How to Determine Symbol Table Efficiency

The DataImportServer configuration includes string caching hints that bound the size of the in-memory symbol tables that each partition may use. This protects the DIS heap from managing an unbounded number of strings, which may cause undesirable garbage collection behavior.

Note

For more detail, see Symbol Caching for Importers.

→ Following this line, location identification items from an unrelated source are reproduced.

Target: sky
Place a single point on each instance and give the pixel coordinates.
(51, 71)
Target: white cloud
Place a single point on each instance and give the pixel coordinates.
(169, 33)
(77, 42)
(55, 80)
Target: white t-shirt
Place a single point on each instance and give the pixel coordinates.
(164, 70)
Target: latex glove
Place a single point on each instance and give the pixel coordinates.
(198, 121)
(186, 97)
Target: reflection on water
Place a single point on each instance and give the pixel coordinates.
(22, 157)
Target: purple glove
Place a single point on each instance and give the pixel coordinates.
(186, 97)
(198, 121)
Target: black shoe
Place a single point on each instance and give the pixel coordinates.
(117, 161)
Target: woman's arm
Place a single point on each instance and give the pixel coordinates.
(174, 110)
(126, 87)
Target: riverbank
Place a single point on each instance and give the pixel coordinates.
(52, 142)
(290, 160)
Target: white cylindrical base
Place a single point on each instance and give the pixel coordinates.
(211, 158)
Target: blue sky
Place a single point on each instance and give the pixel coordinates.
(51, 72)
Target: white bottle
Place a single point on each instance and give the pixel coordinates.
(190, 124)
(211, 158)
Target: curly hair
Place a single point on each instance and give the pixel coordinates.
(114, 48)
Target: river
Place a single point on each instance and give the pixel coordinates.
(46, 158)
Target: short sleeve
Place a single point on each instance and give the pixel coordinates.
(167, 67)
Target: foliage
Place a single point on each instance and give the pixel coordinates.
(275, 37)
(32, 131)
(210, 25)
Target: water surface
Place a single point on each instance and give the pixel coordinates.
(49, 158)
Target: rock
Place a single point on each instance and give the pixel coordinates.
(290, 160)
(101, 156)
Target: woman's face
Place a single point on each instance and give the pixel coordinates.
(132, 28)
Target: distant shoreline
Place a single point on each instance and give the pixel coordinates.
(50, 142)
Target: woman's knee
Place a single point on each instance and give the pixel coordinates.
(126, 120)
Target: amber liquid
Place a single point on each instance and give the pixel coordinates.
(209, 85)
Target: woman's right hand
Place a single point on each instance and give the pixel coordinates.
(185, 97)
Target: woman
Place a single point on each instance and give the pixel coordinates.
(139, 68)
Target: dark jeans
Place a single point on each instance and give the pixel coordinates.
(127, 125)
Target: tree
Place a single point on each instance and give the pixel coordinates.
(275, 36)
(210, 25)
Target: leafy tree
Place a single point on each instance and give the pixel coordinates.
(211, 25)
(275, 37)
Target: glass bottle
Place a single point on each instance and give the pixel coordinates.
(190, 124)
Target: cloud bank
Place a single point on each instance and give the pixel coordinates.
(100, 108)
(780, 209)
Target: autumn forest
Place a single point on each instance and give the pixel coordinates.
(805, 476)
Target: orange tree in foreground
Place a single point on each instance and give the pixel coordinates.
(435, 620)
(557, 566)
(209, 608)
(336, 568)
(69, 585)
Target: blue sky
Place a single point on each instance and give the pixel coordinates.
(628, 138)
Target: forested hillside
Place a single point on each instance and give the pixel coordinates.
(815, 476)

If the cardinality of your symbol table columns exceeds the configured in-memory size of your symbol table, then the DIS creates multiple IDs for each symbol, which results in higher disk usage and may negatively impact the performance of queries that need to read additional data. You can audit the symbol table efficiency of a table using the following Groovy snippet:

symTabEfficiency = { tab ->
    names = tab.getMeta().where("DataType=`java.lang.String`").getColumn("Name").getDirect()
    symNames = []
    symSizes = []
    values = []
    for (String name : names) {
        def col = tab.getColumnSource(name)
        if (col instanceof com.illumon.iris.db.v2.sources.regioned.SymbolTableSource) {
            if (!col.hasSymbolTable(tab.getIndex())) {
                println "Skipping " + name
                continue
            }

            symtab = col.getStaticSymbolTable(tab.getIndex(), false)
            if (symtab.size() > 0) {
                println "Processing " + name
                symNames.add(name)
                symSizes.add(symtab.size())
                values.add(tab.selectDistinct(name).size())
            }
        }
    }
    return newTable(col("Name", symNames.toArray()), col("Size", symSizes.toArray()), col("Values", values.toArray())).update("Values=(long)Values", "Size=(long)Size", "Efficiency=Values/Size")
}
x = symTabEfficiency.call(db.i("Namespace", "Table").where("Date=lastBusinessDateNy()"))

The query produces a table with one row per symbol table column; the “Values” column contains how many distinct values exist for that column, and the “Size” column contains the size of the on-disk symbol table. The “Efficiency” column is the ratio of Values to Size, which is ideally 1.00 (or 100%) for a single partition. When you have tables with multiple partitions, the symbol tables are independent.

You may also see that the number of Values is close to the size of the input table, in which case a symbol table column may not be appropriate (as is often the case for order IDs).

In the following example, we can see that the "symbol", "wiresymbol", and "u_symbol" columns all have low efficiency of only .03%; adjusting the DIS cache hints to allow sufficient headroom for the roughly 30,000 unique values is likely to improve query performance. Additionally, the “ordid” column is a symbol table column, but has over 88,000,000 unique values. Queries and ingestion are likely to be more efficient by changing the schema to include symbolTable="none".